「あ!飛行機!」と窓の外を指さして嬉しそうに叫ぶ。でも「りんごどれ?」と絵本を開いて聞いても、息子は何も返してくれない。
言葉の遅れは気にしていたけれど、この「かみ合わなさ」は少し違う感じがしていた——。2歳7ヶ月のお子さんを持つAさんが、あるオンラインコミュニティに投稿したのは、そんな具体的な違和感でした。
Aさんの悩み:言葉よりも「やりとり」の部分が引っかかる
最近やっと二語文が出てきたんですが、「りんごどれ?」や「楽しかった?」など、指さしや「うん・ううん」で答えられるものへの返答がないんです。飛行機を見て「あ!飛行機!」と指さすことはするんですが、こちらの質問には反応しなくて…。
3歳の甥は2歳のころから「一緒に見て!」「伝えたい!」という意思が感じられたんですが、息子にはそれがなくて。言葉が遅いだけなのか、それとも別の何かがあるのか、わからなくて。
2歳健診では「二語文がないので様子見で」と言われていました。でもAさんが気になっていたのは語彙の数よりも、「会話のやりとり」そのものが成立しない感覚でした。
「自発の指差し」と「応答の指差し」は別のスキル
Aさんの息子さんには「飛行機!」と自ら指さして共有しようとする動きがありました。これは「共同注意」の一形態で、実はとても大切な発達のサインです。
でも「りんごどれ?」と聞かれたときに指で示す「応答の指差し」や、「うん・ううん」で答える「Yes/No応答」は、また別のコミュニケーションスキルです。前者は「見て!」という発信、後者は「相手の言葉を受け取って返す」やりとり——この2つは発達の文脈でも区別して見ます。
Aさんが感じていた「かみ合わなさ」はまさにここにありました。
コミュニティの反応:「何歳でこれが…」より親の感覚を信じて
「3歳でこれができていなければ…」という目安を探すより、お母さんが今感じている違和感の方が大事だと思います。違和感があるなら早めに相談するのが一番。
語彙の数より、コミュニケーションとしてのやりとりが成立するかどうかが重要なんですよね。発達相談の窓口に行ってみてほしいです。
保健師さんに「療育に繋いでほしい」と明確に希望を伝えると動いてもらいやすいですよ。「様子見でいいですか?」だと流されることもあるので。
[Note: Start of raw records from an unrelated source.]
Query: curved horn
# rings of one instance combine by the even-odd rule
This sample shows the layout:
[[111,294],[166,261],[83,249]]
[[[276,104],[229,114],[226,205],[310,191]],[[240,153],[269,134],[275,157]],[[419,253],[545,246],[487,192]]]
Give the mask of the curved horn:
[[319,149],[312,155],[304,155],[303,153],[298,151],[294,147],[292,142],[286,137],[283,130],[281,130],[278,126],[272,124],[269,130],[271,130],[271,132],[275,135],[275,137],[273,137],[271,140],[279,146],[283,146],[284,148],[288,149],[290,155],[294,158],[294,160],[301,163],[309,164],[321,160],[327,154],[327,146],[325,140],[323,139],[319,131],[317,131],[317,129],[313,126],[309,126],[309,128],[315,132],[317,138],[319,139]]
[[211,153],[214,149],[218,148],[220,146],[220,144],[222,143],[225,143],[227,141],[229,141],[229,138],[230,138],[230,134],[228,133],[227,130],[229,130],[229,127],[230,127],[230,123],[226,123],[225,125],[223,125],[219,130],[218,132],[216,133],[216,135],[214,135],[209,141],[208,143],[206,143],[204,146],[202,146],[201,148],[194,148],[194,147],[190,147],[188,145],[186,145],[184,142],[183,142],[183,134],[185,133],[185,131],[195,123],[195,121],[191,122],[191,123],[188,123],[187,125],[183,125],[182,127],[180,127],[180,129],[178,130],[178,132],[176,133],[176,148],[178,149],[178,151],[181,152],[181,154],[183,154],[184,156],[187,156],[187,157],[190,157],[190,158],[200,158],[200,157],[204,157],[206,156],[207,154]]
Aさんはこの投稿の後、市の発達相談窓口への連絡を決めたそうです。
「共同注意」とは何か——親が知っておくと相談がスムーズになる
共同注意(joint attention)とは、ひとことで言うと「同じものを一緒に見る・感じる」力です。「見て!」と指さしながら親の顔を確認したり、親が「見て!」と言った方向を目で追ったり。1歳前後から発達していくこのスキルが弱いと、言葉の遅れや会話のかみ合わなさとして現れることがあります。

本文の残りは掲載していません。